Finally! You made it past the interview stages and jumped through all the hoops!
You are feeling great about the opportunity and eagerly awaiting that next phone call or email that starts with, “We have decided to make you an offer.”
Suddenly, you read an email from your hopeful “future employer” that says that they will be contacting your references.
Reference checks carry a strong opinion within companies, hiring managers, and employees everywhere.
What if I told you that there is a great deal of value from the type of questions presented during reference checks when YOU ask them during your time as an employee?
A good reference check consists of 5-7 open-ended questions that allow the reference (usually a former manager) to take a moment and think through interactions, situations, and accomplishments that the two of you shared during your time working together. Honestly, with every employee juggling all of their responsibilities, this reference check may be the first moment the manager has had the opportunity to reflect on your strengths, weaknesses, accomplishments, and more.
Why not change that? Why not use the same “reference check” philosophy and open-ended questions to create an open line of communication with your manager to help you in your career?
So, here are five (5) of the most asked “Reference Check” questions that you should know the answers to before providing a manager as a reference.
What significant accomplishments did (insert your name here) have, and how did it impact the organization?
Gaining your manager’s opinion on what they feel your major accomplishments have been can often reveal what you specifically have done that has made their life easier. If your manager is having trouble thinking of something, then this should be a clue that you need to either seek out more opportunities to make an impact or give you a chance to discuss some of the things you feel might have made a big difference.
What are (insert your name here)’s greatest strengths?

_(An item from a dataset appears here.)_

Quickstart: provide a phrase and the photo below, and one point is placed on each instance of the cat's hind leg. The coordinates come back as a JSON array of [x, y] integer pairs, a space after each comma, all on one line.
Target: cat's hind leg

Will your answers align with your manager’s? Some examples of strengths might include: CREATIVITY, DEDICATION, DETERMINATION, DISCIPLINE, ENTHUSIASM, PATIENCE, RESPECTFULNESS
What are (insert your name here)’s areas for improvement?
This question will often and NEED TO go hand in hand with number 2. If a person is open to praise, then they need to also welcome criticism. Questions number 1 and 2 are crucial to creating an open line of communication with your manager and show that you welcome areas for growth. Understanding where your manager feels that you could improve while you are still reporting to them, can be a power move for your career.
How would you rate (insert your name here)’s work?
This question is about as open-ended as you can get and not the easiest to present to a manager. However, in a world that is turning more agile and deliverables are due daily, this question is a great chance to gauge your work quality with your manager. Life is moving fast, and often deliverables are accepted, or they are not. Asking this simple question can help your good become great, and your great to become “exceeding expectations.”
If an opportunity for growth had been available for (insert your name here), would they have been considered? If not, why?
In my opinion, this question is one of the most valuable questions asked in a reference check. It is also one of the most valuable questions that you can ask your manager.
Here’s the most important part though, DO NOT WAIT for a growth opportunity to open up before you ask this question.
This question will reveal your growth intention to your manager and allow them to start proactively considering you in that light. So, if growth is important to you… then incorporate this question into an open line of communication with your manager.
Love them or hate them, there is power in the knowledge of a good reference check. Don’t wait until you are interviewing with your hopeful “future employer” to find out the answers to these questions.